Se non t'è chiaro, quanti tu vedi costì raccolti

son la ridda de' tuoi skarmatori seriali. Tue amiche
a pagamento giammai conoscemmo: nostro sollazzo
fu quello di rincorrer te ogni 96 ore mendaci come prefiche,

pervicaci come balani, utili e costruttivi come un mazzo
d’ortiche fresche piantato nel deretano. Rinunciammo
a maggior gloria per attestare il fatto che ci stai sul cazzo.

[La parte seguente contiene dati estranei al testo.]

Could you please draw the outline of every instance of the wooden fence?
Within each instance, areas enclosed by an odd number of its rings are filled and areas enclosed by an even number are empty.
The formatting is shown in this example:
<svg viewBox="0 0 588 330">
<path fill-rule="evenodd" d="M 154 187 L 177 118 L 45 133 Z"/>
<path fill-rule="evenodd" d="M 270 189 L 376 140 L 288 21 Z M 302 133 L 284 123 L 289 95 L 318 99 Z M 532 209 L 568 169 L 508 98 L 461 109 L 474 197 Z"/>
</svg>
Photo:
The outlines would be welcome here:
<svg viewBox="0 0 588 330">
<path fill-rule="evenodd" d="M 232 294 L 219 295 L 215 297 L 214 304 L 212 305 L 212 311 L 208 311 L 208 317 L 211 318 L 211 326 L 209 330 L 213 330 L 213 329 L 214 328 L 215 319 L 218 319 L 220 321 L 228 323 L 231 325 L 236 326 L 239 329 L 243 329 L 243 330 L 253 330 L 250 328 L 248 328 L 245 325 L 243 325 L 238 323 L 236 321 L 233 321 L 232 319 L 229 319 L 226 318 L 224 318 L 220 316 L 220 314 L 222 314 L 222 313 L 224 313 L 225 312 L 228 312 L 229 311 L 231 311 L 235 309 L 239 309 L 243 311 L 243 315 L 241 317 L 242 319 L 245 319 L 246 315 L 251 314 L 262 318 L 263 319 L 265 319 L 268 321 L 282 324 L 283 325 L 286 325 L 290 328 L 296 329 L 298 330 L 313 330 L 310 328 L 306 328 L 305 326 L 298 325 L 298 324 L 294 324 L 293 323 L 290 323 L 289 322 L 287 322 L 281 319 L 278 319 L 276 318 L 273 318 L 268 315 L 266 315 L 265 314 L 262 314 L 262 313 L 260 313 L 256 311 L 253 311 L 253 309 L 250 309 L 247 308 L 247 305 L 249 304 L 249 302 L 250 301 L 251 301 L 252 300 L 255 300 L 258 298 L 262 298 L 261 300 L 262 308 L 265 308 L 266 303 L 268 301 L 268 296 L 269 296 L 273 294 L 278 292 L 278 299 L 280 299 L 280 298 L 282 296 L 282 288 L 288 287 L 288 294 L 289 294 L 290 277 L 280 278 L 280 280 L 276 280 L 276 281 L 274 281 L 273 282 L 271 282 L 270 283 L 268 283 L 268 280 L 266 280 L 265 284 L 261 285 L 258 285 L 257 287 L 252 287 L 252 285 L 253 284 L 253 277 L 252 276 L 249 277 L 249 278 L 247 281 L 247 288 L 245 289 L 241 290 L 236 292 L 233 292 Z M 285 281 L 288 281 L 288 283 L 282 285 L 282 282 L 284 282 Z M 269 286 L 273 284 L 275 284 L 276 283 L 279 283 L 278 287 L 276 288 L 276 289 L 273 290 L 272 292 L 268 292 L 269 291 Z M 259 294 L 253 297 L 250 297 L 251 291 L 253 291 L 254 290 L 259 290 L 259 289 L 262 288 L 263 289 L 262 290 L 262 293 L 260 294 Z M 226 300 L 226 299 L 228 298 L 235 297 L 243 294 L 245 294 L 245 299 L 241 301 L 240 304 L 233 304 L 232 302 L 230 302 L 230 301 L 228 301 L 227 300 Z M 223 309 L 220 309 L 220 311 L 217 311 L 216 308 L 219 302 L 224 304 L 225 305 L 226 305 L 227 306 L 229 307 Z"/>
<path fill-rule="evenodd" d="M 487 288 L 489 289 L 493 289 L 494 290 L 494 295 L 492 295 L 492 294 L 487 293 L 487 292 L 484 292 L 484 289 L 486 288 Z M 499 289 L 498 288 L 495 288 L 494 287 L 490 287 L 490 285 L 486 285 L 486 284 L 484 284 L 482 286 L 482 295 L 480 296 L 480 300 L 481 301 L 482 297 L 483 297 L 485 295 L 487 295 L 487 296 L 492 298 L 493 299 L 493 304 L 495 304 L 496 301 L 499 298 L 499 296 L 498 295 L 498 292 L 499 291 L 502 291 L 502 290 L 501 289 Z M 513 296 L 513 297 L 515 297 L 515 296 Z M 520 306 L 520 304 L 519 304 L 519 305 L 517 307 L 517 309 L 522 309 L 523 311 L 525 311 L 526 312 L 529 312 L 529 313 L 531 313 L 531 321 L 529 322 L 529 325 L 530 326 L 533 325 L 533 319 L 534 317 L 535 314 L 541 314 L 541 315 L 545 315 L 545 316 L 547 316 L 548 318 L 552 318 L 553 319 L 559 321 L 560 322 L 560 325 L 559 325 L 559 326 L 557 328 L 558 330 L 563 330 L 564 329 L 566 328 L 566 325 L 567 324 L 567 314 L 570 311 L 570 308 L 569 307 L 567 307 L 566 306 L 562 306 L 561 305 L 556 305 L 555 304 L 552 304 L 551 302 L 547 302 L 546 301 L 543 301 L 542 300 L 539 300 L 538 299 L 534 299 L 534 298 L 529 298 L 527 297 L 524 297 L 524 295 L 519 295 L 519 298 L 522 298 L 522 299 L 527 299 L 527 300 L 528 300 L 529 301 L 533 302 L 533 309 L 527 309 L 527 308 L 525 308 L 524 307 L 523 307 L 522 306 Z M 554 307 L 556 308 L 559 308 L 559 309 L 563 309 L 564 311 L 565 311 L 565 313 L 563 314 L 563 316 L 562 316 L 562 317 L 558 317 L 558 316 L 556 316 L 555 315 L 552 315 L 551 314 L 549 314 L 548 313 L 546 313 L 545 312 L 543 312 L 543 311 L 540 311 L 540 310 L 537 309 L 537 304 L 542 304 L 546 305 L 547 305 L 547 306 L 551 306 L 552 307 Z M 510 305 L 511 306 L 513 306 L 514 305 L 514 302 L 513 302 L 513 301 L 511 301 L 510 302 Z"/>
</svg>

A complimentarci l'un l’altro di quanti vessammo
in vita, resteremo qui in eterno". Indi così risposi:
"Buon per voi" e richiamando l'ultimo grammo

di mie forze m'indirizzai oltre l'ammasso degli irosi,
lieto che qualcosa infine aveano trovato da mettere
in comune. Stetti a rimembrar sui passi miei ritrosi,

su quanto m'era parso in quell'abisso che lettere
trapunte di vergogna dettate avea a mia coscienza,
e tanto ripiegato fui in quel riflesso che solo smettere

di affocar mio intelletto col pensier dell'insipienza
era divenuta ardua impresa. Fu così che non m'accorsi
d'una scoscesa ripa di ghiaia fine che l'insistenza

de' miei passi fece franar di sotto ai piedi. Sporsi
qua e là le braccia per afferrar qualche boscaglia
e trarmi salvo, ma non v'è modo di deviar dai percorsi

che 'l Sommo ha già tracciati e che, vil plebaglia
quale siamo, appecoronati subiam come infortunio
Al fondo del crinale di pietre aguzze e dura scaglia

rinvenni non so dire quando che un cupo novilunio
tenea celata ogne fonte di luce. Muovendomi a tastoni
m'indirizzai là ove sentìa cantilenare un postcommunio

per lontane calli. Più m'avvicinavo alle orazioni
più l'aere rischiaravasi così da rivedere nuovamente
ciò che m'era intorno e in quel covo di depravazioni

stagliarsi vidi perfetta geometrica figura che la clemente
Divina Sapienza ha inteso conservare per dar legge
e disciplina alle sotterre genti. Non v'è penna valente

che possa riportar quanto scorsi fra l'infinito gregge
dei senzadio, tanto meno quel che udii: "sintetizzo
'l tuo sgomento, anticipo le domande tue. Chi regge

quest'angolo di mondo è ben altri. Io armonizzo
chi vi è stipato affinché ognuno sconti sua condanna.
Non tardar tua risalita. Passa oltre, tristo Megabizzo".